The stress between individuals and groups exhibits itself when individuals break the group’s rules. As Jeffrey Pfeffer writes in his article “Power, Capriciousness, and Consequences” (Harvard Business Review, April 2013 edition), people perceive rule breakers as powerful when they’re not caught. On the other hand, motivation declines, learning suffers and stress increases among the people who see rule breakers going unpunished, making rule breaking good for individuals and bad for groups.
Nevertheless, for centuries, as Pfeffer points out, “we observe that powerful people are able to ignore what’s expected and to do what they please.” Translating this to business, it’s not uncommon for business owners and leaders to establish rules for their organizations and not expect to follow them themselves. Moreover, employees don’t expect them to follow them.
Problematically though, failing to lead by example creates a culture more motivated by self-interest than by cooperation. Since employees cannot rely upon the cohesive elements of a business culture such as its rules, guidelines and norms, employees will turn inward and focus on their self-preservation, their self-interest.
Still, rule breaking creates power for the violators, a power potentially useful in pushing through company initiatives. Thus, as Pfeffer concludes, we have a paradox: enhancing leaders’ power at the expense of organizational cohesiveness.

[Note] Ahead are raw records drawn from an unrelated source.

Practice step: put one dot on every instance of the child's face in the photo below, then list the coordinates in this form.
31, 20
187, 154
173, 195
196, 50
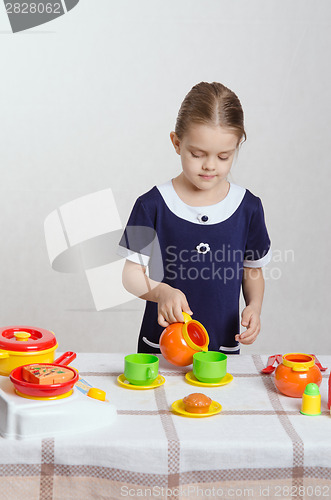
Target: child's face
207, 153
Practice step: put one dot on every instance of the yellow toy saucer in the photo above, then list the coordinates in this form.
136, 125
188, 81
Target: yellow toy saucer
191, 379
178, 407
125, 383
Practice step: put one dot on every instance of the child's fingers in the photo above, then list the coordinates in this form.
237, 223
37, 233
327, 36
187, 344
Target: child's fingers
185, 307
162, 321
249, 336
246, 317
178, 314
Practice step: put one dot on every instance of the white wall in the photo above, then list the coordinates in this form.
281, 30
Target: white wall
88, 101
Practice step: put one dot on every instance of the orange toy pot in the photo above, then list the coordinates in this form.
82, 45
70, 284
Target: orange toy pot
179, 341
295, 372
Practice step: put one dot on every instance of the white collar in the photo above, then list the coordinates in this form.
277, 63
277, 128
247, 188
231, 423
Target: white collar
214, 213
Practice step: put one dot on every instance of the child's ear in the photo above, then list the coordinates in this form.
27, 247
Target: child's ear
175, 141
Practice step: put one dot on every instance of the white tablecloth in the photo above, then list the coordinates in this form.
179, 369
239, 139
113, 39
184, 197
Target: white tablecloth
259, 446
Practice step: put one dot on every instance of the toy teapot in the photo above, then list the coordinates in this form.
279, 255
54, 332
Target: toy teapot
179, 341
295, 372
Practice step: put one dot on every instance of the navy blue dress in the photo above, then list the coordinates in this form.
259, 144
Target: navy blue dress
202, 252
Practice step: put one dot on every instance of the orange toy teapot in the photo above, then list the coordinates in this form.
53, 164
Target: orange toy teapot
295, 372
179, 341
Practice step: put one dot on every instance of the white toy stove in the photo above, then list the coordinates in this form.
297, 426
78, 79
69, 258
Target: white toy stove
30, 418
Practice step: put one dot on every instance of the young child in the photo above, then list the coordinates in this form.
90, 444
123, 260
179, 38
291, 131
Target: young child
192, 242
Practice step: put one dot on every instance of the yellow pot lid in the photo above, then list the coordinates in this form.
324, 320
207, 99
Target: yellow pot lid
26, 339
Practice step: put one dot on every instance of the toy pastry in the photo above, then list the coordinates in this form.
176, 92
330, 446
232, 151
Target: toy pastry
197, 403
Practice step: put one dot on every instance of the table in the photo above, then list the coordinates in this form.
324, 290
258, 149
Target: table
259, 446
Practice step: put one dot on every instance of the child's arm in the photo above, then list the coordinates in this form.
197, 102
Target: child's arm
253, 290
171, 301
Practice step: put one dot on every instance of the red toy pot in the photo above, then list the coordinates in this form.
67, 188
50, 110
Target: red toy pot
295, 372
48, 391
179, 341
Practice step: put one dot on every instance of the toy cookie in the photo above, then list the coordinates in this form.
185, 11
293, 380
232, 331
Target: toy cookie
197, 403
46, 374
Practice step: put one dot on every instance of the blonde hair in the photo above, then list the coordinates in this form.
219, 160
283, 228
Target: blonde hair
211, 104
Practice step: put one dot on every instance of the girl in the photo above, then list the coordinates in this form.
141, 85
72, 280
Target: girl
200, 236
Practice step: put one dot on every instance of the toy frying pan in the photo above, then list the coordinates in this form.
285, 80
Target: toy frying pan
52, 391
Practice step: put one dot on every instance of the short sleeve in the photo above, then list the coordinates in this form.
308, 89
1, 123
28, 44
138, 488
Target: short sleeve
258, 246
139, 236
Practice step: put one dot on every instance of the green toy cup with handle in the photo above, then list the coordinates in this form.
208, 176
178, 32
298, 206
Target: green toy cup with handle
141, 369
209, 367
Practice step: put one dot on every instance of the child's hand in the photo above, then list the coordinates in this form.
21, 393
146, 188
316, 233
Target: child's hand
250, 318
171, 303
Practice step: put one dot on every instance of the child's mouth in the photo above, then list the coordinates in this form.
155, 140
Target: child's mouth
207, 177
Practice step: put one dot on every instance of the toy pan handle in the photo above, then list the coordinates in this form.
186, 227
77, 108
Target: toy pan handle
65, 359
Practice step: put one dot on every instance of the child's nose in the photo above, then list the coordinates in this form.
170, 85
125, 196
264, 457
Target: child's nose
209, 164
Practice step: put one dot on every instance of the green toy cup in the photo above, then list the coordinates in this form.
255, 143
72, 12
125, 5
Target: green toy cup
209, 367
141, 369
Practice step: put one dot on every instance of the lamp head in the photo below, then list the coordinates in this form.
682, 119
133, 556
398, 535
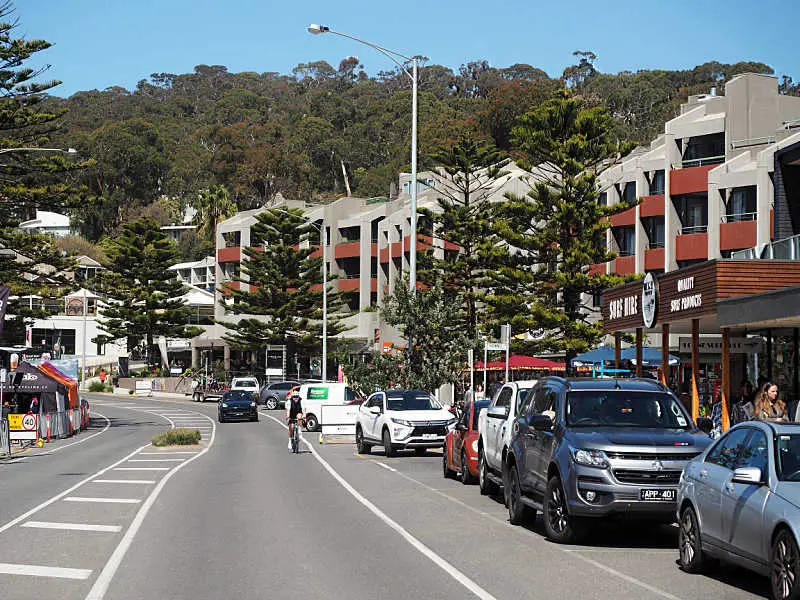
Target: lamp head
317, 29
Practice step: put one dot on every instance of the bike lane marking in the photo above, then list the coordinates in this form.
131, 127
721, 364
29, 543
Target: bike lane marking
448, 568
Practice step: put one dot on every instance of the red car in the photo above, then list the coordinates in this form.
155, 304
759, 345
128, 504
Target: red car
461, 444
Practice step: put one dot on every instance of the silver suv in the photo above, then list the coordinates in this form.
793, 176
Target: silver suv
591, 448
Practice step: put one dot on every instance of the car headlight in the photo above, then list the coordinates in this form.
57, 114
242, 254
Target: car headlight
590, 458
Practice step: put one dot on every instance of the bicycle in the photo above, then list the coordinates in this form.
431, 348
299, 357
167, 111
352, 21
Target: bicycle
295, 435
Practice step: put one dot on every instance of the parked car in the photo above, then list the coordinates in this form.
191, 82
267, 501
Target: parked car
460, 453
274, 394
399, 419
247, 384
494, 432
739, 502
237, 405
314, 395
593, 448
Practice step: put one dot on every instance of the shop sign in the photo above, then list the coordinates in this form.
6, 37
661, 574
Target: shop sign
736, 345
649, 300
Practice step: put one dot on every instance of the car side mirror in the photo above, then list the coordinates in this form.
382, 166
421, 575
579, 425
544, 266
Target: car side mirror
541, 422
748, 476
705, 424
497, 412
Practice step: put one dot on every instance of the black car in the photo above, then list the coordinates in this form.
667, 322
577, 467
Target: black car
238, 405
593, 448
273, 394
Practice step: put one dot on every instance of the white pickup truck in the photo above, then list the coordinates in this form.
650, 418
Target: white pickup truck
494, 432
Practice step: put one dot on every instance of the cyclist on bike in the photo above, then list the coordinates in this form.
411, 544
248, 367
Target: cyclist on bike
294, 414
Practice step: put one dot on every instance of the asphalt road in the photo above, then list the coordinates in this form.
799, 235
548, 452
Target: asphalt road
243, 518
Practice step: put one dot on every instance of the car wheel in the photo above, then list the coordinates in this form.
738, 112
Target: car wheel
517, 511
446, 470
311, 423
558, 524
361, 446
388, 449
486, 485
785, 568
690, 552
466, 476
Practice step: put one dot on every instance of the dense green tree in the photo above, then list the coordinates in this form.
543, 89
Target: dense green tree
284, 275
467, 173
144, 298
558, 228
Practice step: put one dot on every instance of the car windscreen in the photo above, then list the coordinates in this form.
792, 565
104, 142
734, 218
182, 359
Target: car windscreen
411, 401
625, 408
787, 457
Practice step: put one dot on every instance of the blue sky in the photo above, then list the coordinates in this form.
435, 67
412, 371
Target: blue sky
100, 43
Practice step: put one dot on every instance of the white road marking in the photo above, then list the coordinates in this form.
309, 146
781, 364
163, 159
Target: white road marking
141, 469
72, 526
103, 500
145, 481
425, 550
103, 580
42, 571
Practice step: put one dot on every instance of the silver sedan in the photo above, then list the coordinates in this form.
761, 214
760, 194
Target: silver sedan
738, 501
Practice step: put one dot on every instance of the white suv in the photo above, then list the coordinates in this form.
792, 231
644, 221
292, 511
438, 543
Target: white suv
399, 419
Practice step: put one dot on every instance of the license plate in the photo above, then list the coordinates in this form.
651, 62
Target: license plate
658, 495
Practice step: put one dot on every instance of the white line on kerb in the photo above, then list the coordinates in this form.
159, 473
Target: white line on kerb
72, 526
435, 558
42, 571
141, 469
103, 500
147, 481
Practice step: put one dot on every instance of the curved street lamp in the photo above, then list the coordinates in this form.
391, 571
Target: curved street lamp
393, 56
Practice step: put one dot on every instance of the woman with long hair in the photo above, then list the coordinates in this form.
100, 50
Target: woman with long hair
768, 406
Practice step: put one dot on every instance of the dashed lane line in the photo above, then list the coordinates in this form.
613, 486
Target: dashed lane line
72, 526
43, 571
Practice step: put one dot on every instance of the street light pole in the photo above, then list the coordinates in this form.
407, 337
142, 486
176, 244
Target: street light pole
391, 55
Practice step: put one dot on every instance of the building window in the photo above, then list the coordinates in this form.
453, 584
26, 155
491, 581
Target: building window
654, 229
626, 240
657, 185
741, 205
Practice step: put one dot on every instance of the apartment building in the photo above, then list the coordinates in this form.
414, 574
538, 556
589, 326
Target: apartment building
724, 176
369, 242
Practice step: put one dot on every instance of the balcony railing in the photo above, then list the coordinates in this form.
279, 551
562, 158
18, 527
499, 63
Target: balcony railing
701, 162
693, 229
736, 217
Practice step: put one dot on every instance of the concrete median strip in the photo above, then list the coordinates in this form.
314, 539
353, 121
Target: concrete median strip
43, 571
72, 526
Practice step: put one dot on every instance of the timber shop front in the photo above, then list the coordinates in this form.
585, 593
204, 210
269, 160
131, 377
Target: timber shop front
732, 299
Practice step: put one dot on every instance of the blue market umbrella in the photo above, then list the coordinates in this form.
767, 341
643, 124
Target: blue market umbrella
651, 357
594, 357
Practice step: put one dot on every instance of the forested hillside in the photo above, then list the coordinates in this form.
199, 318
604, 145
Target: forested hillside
156, 147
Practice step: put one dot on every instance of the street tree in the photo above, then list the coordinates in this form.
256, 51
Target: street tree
558, 229
468, 172
283, 275
144, 297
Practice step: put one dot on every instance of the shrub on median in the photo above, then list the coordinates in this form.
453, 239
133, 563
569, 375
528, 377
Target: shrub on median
177, 437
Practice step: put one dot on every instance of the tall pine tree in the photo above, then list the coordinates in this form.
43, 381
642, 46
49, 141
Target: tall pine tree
144, 297
558, 229
285, 288
468, 172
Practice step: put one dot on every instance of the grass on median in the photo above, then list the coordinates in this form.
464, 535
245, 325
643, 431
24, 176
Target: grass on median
177, 437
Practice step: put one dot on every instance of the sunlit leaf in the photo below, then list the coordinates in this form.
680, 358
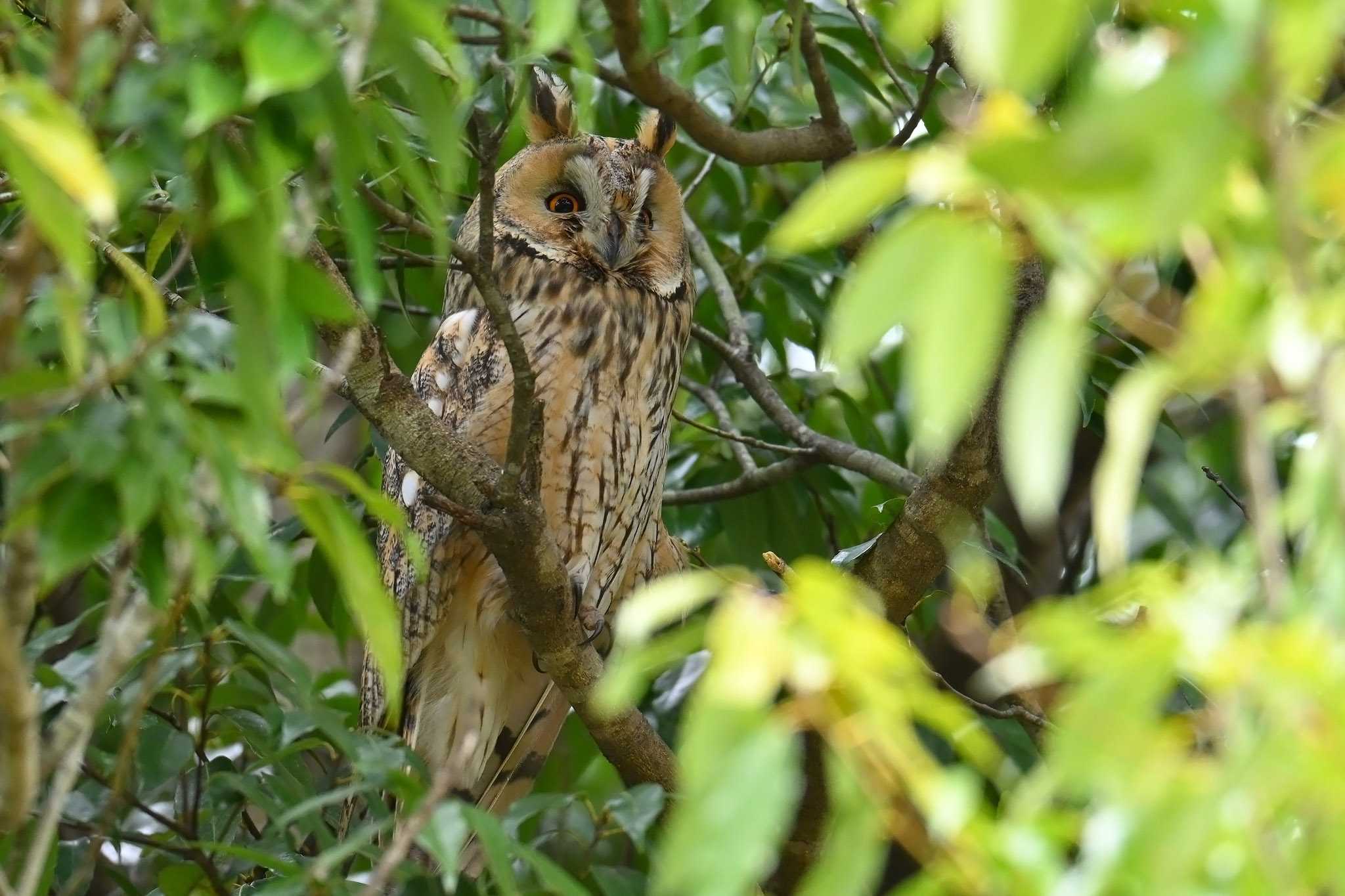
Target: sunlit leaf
841, 202
361, 584
1040, 413
282, 55
45, 131
1132, 417
944, 277
993, 38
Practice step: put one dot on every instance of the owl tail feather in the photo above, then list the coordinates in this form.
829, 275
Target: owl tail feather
517, 761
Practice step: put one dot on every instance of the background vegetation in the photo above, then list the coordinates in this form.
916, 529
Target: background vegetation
1029, 314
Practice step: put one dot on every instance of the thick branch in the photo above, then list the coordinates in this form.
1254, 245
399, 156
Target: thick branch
831, 450
923, 100
762, 477
912, 551
517, 536
816, 141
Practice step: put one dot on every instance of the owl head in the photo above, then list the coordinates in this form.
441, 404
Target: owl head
606, 206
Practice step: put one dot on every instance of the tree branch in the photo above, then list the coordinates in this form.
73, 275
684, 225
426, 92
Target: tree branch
755, 480
831, 450
816, 141
517, 536
912, 551
923, 100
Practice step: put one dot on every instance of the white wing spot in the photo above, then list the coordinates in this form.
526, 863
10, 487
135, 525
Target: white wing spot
458, 330
410, 488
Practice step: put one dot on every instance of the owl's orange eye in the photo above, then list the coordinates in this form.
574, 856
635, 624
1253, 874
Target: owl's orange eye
564, 203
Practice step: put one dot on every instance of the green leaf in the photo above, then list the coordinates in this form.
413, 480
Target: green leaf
1019, 45
636, 811
552, 24
853, 847
619, 882
315, 295
1132, 416
1042, 413
163, 236
151, 300
179, 879
213, 93
735, 806
41, 128
162, 754
362, 585
282, 55
444, 837
841, 202
78, 519
944, 278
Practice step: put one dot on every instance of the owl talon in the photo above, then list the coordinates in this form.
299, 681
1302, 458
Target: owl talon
598, 630
577, 590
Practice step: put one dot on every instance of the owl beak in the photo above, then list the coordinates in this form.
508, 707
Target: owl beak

It’s important though that we become aware of the subliminal influence rule breaking has on our perceptions of power. As we saw with psychopaths, rule breaking is a identifiable characteristic. Others might use rule breaking to influence our power assessments of them, creating a perception of power where little really exists. In this sense, rule breaking becomes a psychological weapon of leadership similar to the way confidence does.